Haha yep, happens all the time. after the 'story' is over my confidence plummets so far down that it pops out in China


----------



## ChuckBrown (Jul 2, 2013)

People would tell me my stories never had a point to them. That made me insecure, and kept me from sharing with people.


----------



## cmed (Oct 17, 2009)

I'm pretty awful at story telling myself, which sucks because it's such a wonderful quality to have. I'm good for the first minute or so, then I start veering off on tangents then forgetting what I was originally saying. Or sometimes my mind just goes blank while telling a story and I'm like "uuhhhh but yeah, uhhhhh.. what was I saying?"

It's different with people I'm already close with and comfortable around. I'm fine then. It's when I'm trying to explain to a (hypothetical) co-worker, or mutual friend, or a few people at once.


----------



## Alsark (Oct 20, 2013)

Lol, yeah, I am pretty terrible at telling stories. The thing is, I have a LOT of stories to tell. For some reason I have always been a gay guy magnet. There is one story I always like to tell but it's kind of long, and when I get to the funny part, I can never remember what the guy said to me exactly, and then it kinda kills the story when I have to stop in the middle and go, "... What was his wording again?

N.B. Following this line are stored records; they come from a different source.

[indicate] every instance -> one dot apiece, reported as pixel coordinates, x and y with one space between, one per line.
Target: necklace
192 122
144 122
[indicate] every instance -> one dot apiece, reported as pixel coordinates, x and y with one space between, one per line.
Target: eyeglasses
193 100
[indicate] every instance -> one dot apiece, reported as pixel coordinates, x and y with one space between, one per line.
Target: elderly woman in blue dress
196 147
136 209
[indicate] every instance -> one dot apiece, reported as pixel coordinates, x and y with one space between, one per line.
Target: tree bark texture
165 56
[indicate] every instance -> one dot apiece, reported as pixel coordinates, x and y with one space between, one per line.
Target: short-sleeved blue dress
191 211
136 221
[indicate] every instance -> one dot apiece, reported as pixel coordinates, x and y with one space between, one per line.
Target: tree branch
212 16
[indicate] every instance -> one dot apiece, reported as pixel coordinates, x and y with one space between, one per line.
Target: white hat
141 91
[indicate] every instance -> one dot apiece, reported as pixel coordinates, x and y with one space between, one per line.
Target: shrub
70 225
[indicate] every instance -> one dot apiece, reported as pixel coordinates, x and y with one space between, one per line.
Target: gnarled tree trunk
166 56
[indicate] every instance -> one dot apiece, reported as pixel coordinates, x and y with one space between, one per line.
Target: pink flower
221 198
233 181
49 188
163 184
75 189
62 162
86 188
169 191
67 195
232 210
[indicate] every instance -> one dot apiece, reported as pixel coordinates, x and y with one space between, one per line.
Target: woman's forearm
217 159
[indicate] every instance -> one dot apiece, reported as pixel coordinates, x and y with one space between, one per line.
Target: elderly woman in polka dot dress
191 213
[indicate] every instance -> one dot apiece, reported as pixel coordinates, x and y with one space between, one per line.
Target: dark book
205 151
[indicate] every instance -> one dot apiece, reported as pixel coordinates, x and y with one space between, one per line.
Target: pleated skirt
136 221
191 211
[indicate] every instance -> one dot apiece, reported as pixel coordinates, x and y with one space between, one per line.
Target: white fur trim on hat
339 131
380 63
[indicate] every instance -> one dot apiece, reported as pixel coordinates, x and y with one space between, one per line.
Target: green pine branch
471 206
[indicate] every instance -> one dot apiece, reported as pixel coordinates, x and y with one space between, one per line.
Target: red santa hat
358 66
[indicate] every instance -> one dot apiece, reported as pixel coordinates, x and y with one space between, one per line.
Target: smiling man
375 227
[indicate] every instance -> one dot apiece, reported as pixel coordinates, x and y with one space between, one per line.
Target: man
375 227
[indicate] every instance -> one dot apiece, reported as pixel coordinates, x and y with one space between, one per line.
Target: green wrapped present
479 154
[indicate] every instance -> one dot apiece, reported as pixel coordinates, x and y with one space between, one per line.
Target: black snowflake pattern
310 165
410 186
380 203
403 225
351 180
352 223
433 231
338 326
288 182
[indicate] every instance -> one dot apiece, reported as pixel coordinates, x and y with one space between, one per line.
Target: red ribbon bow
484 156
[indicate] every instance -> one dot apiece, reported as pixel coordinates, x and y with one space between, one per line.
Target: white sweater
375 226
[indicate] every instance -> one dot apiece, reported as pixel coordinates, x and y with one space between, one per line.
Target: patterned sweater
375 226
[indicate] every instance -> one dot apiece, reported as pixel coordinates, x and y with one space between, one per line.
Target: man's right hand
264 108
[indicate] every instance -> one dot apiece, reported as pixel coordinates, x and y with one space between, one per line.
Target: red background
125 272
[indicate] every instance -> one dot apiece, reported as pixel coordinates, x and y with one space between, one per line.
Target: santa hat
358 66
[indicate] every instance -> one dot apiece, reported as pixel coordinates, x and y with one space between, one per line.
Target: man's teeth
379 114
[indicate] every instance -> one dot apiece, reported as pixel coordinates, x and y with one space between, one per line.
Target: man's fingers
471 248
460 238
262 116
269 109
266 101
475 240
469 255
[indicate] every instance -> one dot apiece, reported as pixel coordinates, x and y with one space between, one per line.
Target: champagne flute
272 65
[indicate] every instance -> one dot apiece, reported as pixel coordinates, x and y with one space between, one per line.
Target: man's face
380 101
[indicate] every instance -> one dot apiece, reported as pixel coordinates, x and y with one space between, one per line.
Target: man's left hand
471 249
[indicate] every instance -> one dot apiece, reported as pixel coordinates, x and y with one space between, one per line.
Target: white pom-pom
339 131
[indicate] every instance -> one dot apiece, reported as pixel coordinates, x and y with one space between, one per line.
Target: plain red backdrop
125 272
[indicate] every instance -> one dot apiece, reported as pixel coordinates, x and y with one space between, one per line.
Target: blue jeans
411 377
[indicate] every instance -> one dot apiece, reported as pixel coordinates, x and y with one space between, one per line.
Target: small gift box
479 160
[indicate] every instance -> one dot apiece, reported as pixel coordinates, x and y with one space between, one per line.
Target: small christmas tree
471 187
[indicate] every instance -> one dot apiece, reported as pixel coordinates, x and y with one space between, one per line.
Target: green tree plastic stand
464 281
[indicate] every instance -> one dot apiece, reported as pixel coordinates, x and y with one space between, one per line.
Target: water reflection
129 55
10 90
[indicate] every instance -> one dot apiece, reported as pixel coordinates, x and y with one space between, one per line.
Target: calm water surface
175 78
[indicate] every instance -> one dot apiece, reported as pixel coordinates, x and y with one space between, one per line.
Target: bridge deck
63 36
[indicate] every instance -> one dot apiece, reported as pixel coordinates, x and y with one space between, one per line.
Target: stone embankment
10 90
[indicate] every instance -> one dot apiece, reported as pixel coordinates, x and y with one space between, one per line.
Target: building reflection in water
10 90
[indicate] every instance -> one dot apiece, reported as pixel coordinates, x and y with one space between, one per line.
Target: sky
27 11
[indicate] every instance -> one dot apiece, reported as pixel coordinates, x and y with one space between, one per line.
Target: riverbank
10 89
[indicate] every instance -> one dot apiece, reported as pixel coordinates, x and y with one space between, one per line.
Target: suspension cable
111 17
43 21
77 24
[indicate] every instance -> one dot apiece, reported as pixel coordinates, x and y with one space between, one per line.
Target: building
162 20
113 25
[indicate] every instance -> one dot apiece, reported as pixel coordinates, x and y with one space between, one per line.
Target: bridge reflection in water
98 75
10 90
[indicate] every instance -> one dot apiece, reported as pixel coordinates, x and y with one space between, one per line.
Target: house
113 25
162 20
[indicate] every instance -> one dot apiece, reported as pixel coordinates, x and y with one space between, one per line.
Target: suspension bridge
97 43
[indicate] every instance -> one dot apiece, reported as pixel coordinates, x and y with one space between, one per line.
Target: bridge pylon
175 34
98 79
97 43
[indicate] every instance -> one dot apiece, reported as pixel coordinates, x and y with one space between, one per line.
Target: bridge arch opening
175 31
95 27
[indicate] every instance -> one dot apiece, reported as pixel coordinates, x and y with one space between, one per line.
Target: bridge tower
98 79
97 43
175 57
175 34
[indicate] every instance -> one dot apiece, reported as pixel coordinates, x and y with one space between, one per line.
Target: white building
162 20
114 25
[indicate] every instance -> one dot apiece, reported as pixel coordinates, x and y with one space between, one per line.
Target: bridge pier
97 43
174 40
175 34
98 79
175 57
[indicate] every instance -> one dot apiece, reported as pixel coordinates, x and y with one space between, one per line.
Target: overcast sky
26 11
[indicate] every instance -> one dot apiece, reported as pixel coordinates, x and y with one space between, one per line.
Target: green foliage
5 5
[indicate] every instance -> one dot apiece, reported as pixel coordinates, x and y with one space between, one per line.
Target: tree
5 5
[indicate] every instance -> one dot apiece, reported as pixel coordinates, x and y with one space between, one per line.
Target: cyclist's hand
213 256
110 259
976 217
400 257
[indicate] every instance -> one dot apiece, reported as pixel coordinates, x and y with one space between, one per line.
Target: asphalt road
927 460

Uh..."


----------



## HanSolo (Jul 5, 2013)

Yeah I can relate in ways

Plus I used to BS a lot when I was really young, and later when I had 2 groups of friends, I would hear the big stories of the "cool" kids I was "friends" with in 1 town, and then I would often add myself to the story and tell my other friends

Now I just don't have any stories to tell and no friends for years, so next to no new adventures either, except from years ago, so all old memories


----------



## RelinquishedHell (Apr 10, 2012)

Haha. i'm glad I'm not the only one that does this. I rush through retelling stories while trying to stave off panic.


----------



## visualkeirockstar (Aug 5, 2012)

Me too.


----------



## Kalliber (Aug 18, 2012)

OMG yes D: it happens to me too


----------



## changeme77 (Feb 22, 2013)

Interesting you should say that. I feel like this is what triggered my SA in a way. It made me feel socially retarded because I would always envy people who always found it so easy to tell a story. Being like that felt so foreign to me. And lets face it, story telling is a huge part of being sociable/interesting.


----------